I know where I stand In Christ

In 2018, while at school, I noticed some strange twitching in my hands and legs. I did not take it seriously. As time went on, these spams escalated into what the doctors later termed focal seizures. While lying down, my body will usually go into a mode where it will leave me semi-unconscious while it’s twitching, and I’ll have rolling eyes and a rapid heartbeat. One minute, I’m alert, and the other it’s like I am drowning and become unconsciousness.

When I came back home, I told my mom about these jerks happening in my body. I reiterated that I did not know what they were and that I thought it was epilepsy. She quickly countered me telling me that I should speak the Word and not what I had read on the internet. During this time, I was not in a right place spiritually as my faith was unstable. I had a lot of unanswered questions. However, my mum did not know this. After her brief talk with me about why I cannot be having seizures in my body, I quickly put it aside and continued my tasks.

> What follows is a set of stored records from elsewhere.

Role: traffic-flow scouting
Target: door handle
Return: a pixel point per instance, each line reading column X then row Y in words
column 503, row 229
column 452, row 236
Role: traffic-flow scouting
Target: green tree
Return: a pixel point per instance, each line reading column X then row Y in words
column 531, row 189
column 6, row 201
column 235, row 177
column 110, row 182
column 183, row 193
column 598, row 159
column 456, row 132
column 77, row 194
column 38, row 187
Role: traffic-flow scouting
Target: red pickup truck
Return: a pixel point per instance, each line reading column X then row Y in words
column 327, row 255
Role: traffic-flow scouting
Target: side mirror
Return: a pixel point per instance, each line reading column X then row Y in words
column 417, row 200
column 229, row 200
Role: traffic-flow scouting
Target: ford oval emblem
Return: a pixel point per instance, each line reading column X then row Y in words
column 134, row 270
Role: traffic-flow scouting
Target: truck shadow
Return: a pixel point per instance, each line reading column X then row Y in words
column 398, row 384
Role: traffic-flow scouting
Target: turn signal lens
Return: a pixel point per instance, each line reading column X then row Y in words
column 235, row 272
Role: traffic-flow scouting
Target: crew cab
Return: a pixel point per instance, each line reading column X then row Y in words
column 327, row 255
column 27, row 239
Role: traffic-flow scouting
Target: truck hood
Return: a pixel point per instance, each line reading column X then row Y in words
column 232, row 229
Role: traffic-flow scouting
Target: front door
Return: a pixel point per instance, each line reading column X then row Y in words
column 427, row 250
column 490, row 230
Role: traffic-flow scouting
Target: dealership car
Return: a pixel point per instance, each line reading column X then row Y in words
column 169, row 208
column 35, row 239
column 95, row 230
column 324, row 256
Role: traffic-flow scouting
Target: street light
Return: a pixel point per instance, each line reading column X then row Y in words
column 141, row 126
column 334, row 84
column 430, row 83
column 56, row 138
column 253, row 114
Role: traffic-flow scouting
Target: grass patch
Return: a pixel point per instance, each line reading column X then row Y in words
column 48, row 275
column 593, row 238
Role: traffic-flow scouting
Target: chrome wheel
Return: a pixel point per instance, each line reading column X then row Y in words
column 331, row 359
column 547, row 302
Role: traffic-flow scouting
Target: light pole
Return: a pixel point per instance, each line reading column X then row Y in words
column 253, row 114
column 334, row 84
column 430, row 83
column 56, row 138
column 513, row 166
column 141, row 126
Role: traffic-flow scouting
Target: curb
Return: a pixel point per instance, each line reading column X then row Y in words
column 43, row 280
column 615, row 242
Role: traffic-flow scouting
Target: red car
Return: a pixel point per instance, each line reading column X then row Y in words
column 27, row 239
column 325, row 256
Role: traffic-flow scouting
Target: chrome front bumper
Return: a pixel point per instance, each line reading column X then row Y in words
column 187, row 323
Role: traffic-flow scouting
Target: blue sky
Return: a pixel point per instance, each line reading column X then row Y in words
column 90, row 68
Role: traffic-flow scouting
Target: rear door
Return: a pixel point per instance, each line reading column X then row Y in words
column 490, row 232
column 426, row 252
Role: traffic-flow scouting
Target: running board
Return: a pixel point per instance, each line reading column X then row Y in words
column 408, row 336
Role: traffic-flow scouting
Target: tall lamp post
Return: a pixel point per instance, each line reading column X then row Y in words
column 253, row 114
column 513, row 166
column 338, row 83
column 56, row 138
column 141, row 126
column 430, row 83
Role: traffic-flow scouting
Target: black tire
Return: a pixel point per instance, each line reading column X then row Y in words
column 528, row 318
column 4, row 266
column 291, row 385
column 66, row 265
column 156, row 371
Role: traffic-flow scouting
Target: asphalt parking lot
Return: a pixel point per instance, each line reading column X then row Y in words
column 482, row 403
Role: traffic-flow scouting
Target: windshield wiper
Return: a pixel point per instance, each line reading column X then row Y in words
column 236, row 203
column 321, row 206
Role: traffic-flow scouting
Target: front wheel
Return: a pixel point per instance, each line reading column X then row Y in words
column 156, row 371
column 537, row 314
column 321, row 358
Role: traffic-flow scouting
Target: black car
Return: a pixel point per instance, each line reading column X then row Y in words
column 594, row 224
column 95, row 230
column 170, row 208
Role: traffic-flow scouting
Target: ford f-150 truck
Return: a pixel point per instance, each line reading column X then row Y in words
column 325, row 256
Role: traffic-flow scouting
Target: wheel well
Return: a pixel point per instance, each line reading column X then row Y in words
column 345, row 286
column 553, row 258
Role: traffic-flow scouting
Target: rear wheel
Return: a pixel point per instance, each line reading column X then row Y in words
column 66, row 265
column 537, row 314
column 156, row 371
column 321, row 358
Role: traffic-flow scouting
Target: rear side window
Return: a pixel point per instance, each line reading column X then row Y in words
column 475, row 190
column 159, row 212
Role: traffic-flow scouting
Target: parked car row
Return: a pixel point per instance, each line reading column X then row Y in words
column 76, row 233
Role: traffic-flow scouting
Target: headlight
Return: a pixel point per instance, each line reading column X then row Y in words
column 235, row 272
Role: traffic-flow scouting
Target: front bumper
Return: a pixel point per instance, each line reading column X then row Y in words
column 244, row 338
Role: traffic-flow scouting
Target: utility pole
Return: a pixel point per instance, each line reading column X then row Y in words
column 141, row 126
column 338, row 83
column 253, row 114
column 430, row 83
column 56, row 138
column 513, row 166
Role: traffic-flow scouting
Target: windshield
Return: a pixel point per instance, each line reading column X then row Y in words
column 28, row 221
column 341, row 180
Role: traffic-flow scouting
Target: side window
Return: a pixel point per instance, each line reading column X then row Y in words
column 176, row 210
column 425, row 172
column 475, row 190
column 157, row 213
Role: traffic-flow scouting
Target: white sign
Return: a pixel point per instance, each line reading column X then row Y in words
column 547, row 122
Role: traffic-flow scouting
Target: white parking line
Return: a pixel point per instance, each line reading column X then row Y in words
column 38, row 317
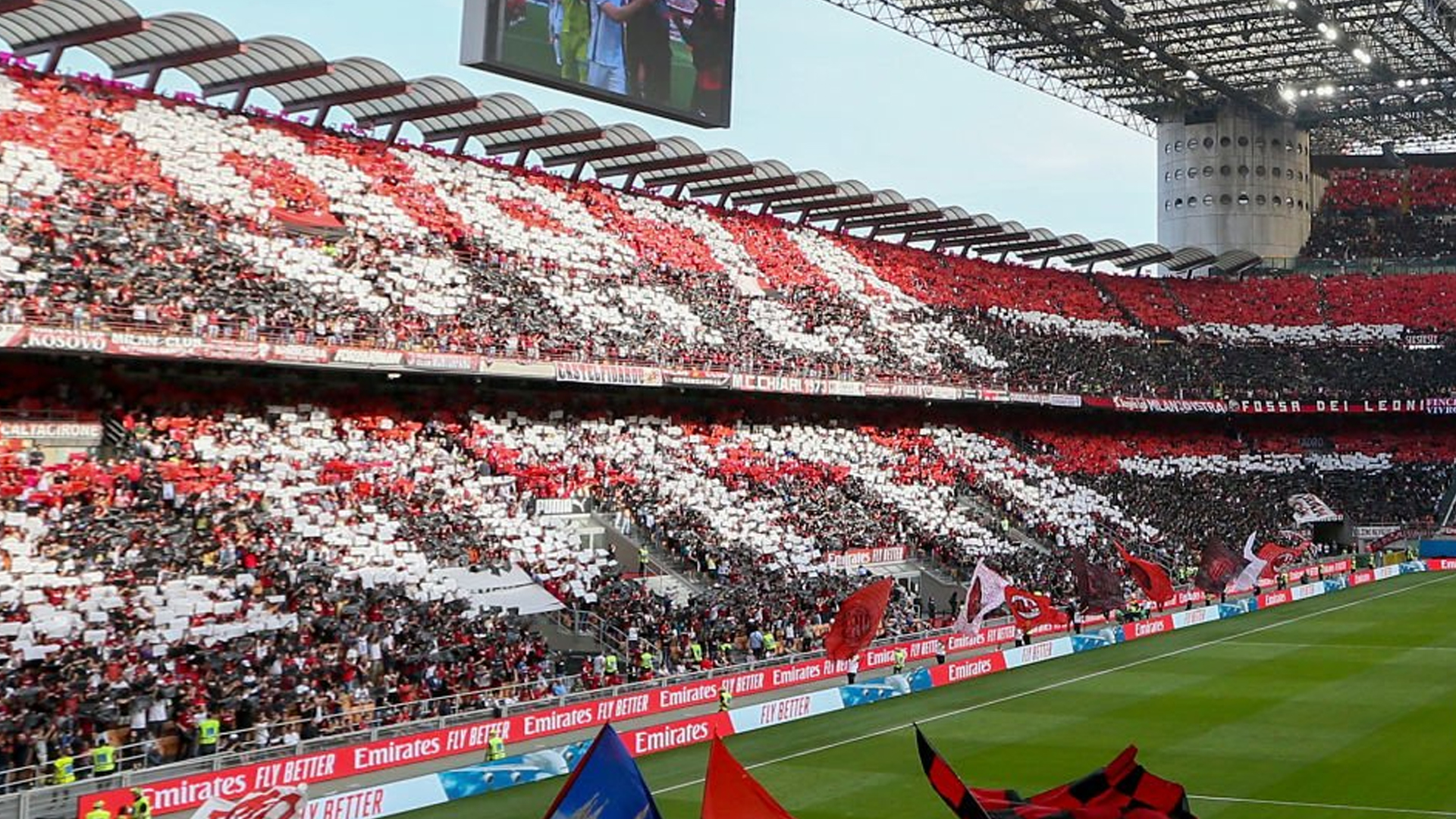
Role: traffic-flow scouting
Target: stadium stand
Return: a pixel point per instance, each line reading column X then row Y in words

These twitching often continued to spread and ultimately became worse. While in school, I told the matrons about this and they gave food to my thoughts asking me what I thought it was and if it was treatable. This really scared me because I was speaking to professionals. I was given all kinds of medication and continued speaking to my parents on a daily basis. Eventually, one of the nurses recommended I have a brain scan done at home.

Towards the end of 2019, I went for the brain scan as communicated with my parents. While the test was going on, I was asked to relax and stay in a fixed position. For about forty-five minutes, I was entreated to remain still while a large machine with a lot of wires connected to my head did its work. After the test, we were told that the results would be ready the following week. The results later came out negative and I was told I was alright.

Then came our year of Maturity, Momentum and Manifestations. Speaking honestly, I still wasn’t in a good place spiritually, but I came into the year hopeful. After a Keeping By The Holy Ghost prayer meeting in January, my mum talked with a sister in church who was a doctor. She referred us to a paediatrician who was vast in the subject. My mum also informed her about my spiritual dullness and this wonderful aunty encouraged me to see Pastor Sola about the issue.

In due course, my appointment was scheduled with Pastor Sola. I asked a bunch of questions about my faith. He taught me a lot I did not know and shed more light on some things I already knew. After the meeting, I then knew truly where I stood in Christ and was able to take my problems to Him in prayer.

Before I returned to school, my doctor recommended some supplements and vitamins I should add to my meals. I followed these medications judiciously not also forgetting to take my case to the Lord in prayer. I went for regular check-ups until we saw no need to return to the hospital again as it was the same report we kept hearing on every visit.

In school, during a class, the seizures came again and I tried to stay awake while resting my head on the desk but it was a vain attempt. I immediately lost consciousness but my classmates thought I was sleeping. After the class, I told the nurses what had happened and asked if I could speak to my mum. I basically cried on the phone letting her know that the embarrassment was too much and that it was like God was not listening to my prayers. She assured me that God is good at all times and at all times, God is good. She told me to man up, speak the Word, and counter that illness.

I regularly took time out of my day to pray and read a faith confession that Pastor Sola had written for me. As I did this, the seizures became less frequent although they still came up sometimes.

In the course of the pandemic, during an online service, Pastor mentioned fainting spells during her ministration

I immediately took the Word and accepted my healing in faith. That week, while praying, I specifically spoke to the illness and told it that it wasn’t going to take over my body again. I declared that my body was the temple of the living God and that it has no place there. After this proclamation, it tested my faith and attempted to scare me again. This time I countered it and told it that it should leave. I was done entertaining its tricks and “rough play”.

Praise be to God! This is the longest that I have not experienced the spasms and I know for a fact that it’s gone, for there is no space for it to occupy in my body. Faith actually moves mountains. Regardless of the medications and therapy doctors will give you, without your faith it will not work. Thank you Pastor Sola for being there for me when I couldn’t establish my place in Christ. Thank you, Pastor, for being a vessel through whom the Word can be preached. Thank you, Assistant Pastors, for the teachings given to us as teenagers. This is definitely due season, our idios kairos. Hallelujah!